The perception of regulatory risk
In general, the divestment process is time-consuming, complex and composed of several stages. Initially, a project is reviewed to establish the structure for the sale and prepare the asset for sale. At the second stage, an invitation letter is sent to selected potential buyers and preliminary information regarding the business is disclosed. Subsequently, due diligence is carried out, non-binding offers are presented, there is the preliminary selection of the best offers, technical visits are scheduled, meetings are held with the selected companies and, lastly, binding offers are presented, accompanied by initial mark-ups of the draft contracts, the final negotiations of the contracts take place and the tenders are awarded.

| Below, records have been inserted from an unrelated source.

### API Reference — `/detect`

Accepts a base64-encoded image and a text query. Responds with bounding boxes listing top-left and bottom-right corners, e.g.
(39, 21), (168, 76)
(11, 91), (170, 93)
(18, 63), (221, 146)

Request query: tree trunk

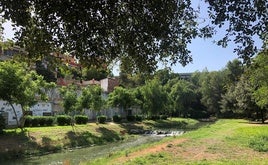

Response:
(260, 109), (265, 124)
(8, 101), (22, 131)
(19, 108), (27, 130)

Thus, in determining the recommencement afresh of sales processes which, according to market information, were already in their final stages and with binding offers having been presented, the TCU’s decision is concerning for the oil industry in particular, and investors in general, as it increases the perception of regulatory risk and reverts to the days of so-called “Brazil Risk”, besides delaying the divestment program of Petrobras as a whole, whose timely completion is considered fundamental for the company’s financial health.
Although the prevailing view of the industry is that the Divestment Methodology should be improved to give greater transparency to the bidding procedures, such views alone should not have the effect of invalidating ongoing negotiations which are at an advanced stage with third parties who have acted in good faith.
At a time when the Federal Government is striving to create a favorable environment for future bids organized by the ANP, the decision issued by TCU weakens the application of the principle of the stability of the rules, to the detriment of third parties who, in good faith, have participated in the bids to invest in the country.
Improvements in the processes for asset sales and in the bidding procedures are important and are part of the very application of the “Living Constitution” principle in administrative law; however, they must be promoted in a constructive way, with a vision for the future, and not based on past events which are unrelated to the processes at hand.